莞嫔捧着一碗刚炖好的银耳羹进来,见殿内气氛凝重,便将汤碗放在小几上,轻声道:
“臣妾闻着养心殿的火气,特来给皇上顺顺气。”
皇帝没说话,指了指案上的奏折。
莞嫔亦毫不客气,径直奏折拿起翻看,眉眼微蹙,却很快恢复平静,将奏折放回原处:
“王爷与年大将军,倒是替皇上操心。”
“操心?”皇帝哼了一声:“他们是操心怎么把朕架在火上烤。温僖若真入了先帝妃陵,那些当年参与谋反的旧部岂不是要翻案?宗室里的人见敦亲王得势,又该蠢蠢欲动了。”
莞嫔舀了勺银耳羹递过去,声音温软:“皇上说的是。只是这事,堵不如疏。”
皇帝抬眼:“你有主意?”
“臣妾不敢称主意。”莞嫔垂眸道:
“只是想着,敦亲王上书,无非是想替生母挣个体面,堵住外人说他‘不孝’的闲话;年羹尧顺水推舟,不过是想卖宗室一个人情,稳固他自己的地位。”

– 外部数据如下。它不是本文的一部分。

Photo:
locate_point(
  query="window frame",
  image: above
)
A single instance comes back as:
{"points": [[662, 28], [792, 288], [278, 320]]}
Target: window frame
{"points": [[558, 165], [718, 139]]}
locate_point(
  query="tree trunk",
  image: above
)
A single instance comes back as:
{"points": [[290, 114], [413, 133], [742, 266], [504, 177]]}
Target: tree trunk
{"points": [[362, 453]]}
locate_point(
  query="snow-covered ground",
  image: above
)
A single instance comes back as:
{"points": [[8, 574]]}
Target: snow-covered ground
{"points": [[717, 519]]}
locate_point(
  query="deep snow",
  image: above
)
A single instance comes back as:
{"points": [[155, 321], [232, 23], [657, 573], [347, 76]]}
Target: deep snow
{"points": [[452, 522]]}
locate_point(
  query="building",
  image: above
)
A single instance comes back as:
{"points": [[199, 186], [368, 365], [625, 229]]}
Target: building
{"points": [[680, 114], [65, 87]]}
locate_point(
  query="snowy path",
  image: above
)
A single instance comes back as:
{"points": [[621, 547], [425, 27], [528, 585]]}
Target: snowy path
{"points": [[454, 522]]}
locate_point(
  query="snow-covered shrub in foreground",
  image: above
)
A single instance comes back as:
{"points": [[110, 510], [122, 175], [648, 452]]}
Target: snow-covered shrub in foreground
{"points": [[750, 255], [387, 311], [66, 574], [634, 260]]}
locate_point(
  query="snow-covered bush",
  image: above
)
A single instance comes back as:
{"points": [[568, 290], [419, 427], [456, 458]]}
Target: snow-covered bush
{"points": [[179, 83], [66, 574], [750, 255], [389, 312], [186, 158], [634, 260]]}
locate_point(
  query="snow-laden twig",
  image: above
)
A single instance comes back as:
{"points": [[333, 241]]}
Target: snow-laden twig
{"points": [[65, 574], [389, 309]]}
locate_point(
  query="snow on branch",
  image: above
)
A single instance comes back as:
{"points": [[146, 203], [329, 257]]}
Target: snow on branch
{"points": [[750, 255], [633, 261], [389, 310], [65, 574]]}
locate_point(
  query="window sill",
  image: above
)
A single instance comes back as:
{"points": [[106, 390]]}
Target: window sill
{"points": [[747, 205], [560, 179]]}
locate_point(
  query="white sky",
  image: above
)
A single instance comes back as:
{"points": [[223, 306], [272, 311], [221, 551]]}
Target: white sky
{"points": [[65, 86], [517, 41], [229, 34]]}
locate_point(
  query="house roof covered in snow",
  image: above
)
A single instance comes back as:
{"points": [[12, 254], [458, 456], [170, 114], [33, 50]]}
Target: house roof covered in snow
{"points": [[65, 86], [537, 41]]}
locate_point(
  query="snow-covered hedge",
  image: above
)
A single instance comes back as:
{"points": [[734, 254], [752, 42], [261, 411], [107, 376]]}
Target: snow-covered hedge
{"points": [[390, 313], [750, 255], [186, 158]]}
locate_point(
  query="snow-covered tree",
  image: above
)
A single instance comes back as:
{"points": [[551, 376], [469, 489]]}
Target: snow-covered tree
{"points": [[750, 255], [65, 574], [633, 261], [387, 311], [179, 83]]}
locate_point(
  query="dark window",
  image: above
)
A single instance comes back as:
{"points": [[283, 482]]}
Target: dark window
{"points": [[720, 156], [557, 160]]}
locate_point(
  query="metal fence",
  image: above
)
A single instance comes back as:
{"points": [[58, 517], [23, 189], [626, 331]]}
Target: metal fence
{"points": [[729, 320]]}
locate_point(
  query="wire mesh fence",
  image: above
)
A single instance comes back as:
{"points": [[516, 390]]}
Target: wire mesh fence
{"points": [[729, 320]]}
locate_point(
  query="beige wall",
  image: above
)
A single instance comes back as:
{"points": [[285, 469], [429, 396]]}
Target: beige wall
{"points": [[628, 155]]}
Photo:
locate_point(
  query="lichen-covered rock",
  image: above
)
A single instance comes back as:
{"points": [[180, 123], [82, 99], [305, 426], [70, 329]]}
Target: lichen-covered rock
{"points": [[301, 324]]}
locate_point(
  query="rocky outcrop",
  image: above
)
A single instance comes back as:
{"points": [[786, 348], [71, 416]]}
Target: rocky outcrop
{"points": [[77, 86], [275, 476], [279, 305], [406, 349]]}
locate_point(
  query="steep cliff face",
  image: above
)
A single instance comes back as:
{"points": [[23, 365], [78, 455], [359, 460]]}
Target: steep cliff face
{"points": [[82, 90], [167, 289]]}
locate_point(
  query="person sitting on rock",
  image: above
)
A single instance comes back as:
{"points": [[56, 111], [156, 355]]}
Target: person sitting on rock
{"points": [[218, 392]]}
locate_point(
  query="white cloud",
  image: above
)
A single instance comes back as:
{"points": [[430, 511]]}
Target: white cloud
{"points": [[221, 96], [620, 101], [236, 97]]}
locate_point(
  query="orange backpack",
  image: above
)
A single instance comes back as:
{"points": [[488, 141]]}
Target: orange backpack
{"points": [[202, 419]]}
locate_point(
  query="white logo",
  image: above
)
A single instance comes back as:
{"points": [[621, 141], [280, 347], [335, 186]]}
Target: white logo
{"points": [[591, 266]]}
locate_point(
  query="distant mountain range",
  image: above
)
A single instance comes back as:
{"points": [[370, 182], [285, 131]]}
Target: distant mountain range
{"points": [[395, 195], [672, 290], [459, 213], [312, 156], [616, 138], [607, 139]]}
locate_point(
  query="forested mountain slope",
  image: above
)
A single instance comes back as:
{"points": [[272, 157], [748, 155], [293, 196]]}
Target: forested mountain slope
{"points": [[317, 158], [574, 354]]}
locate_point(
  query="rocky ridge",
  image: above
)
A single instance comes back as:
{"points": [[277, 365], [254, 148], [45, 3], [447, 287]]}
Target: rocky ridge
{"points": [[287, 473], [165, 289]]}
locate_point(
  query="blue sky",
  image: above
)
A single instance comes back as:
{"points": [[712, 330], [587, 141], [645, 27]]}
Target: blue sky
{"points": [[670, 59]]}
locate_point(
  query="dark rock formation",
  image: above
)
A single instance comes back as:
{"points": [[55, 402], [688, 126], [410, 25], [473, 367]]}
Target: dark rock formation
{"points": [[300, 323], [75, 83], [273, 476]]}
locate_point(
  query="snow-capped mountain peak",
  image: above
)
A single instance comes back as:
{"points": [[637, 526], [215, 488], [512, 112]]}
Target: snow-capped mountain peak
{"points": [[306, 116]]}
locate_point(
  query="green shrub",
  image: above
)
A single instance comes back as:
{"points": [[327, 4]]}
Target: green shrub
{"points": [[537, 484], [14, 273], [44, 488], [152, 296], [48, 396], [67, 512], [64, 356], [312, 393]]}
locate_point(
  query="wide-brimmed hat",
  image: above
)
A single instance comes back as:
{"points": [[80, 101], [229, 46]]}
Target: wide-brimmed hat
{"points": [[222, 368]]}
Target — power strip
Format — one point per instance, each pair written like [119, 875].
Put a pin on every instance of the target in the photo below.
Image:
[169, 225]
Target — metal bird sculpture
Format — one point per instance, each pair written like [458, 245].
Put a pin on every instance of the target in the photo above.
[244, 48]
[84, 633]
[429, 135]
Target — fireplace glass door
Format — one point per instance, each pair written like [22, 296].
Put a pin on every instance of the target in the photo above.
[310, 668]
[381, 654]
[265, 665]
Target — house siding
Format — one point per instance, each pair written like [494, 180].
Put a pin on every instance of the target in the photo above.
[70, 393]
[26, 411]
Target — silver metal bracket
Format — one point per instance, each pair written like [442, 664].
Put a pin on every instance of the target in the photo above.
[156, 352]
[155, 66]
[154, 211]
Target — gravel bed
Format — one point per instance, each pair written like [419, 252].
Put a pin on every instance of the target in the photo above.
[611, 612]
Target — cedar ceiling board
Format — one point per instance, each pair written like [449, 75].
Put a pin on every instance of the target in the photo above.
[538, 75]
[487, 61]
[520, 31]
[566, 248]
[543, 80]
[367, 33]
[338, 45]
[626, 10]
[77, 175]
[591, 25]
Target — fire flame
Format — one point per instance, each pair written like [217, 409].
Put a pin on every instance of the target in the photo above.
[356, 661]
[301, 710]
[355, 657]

“皇上若能顺着他们的话头,却换个法子办,或许能两全。”
“怎么换?”
“温僖贵妃的名分,不能动。”莞嫔语气笃定:
“先帝亲下的旨意,若轻易改了,是违逆先帝,也让天下人笑话皇上耳根软。但……”
她话锋一转:“可以追封她为‘温僖太嫔’,按嫔位礼制迁入园寝东侧的偏陵,虽不算入先帝主陵,却比从前的常在礼制体面多了。如此,既没违逆先帝,也给了敦亲王台阶下。”
皇帝沉默着,指尖在案上轻叩。
莞嫔又道:“至于年羹尧说的加封太妃,皇上不妨应了。”
“先帝后宫里,寿祺太妃、还有朝瑰公主的生母太嫔等人侍奉多年,如今也是安分的,给她们晋位加俸,既能显皇上仁孝,也让朝臣挑不出错处。”
“更要紧的是,这加封的恩旨出自皇上,而非因敦亲王与年羹尧的奏折,旁人只会赞皇上圣明,不会说皇上被臣子胁迫。”
她抬眸看向皇帝,眼底清明:“这样一来,敦亲王得了‘孝’名,年羹尧落了‘识大体’的名声,皇上则落得‘仁孝两全’,岂不是比硬碰硬要好?”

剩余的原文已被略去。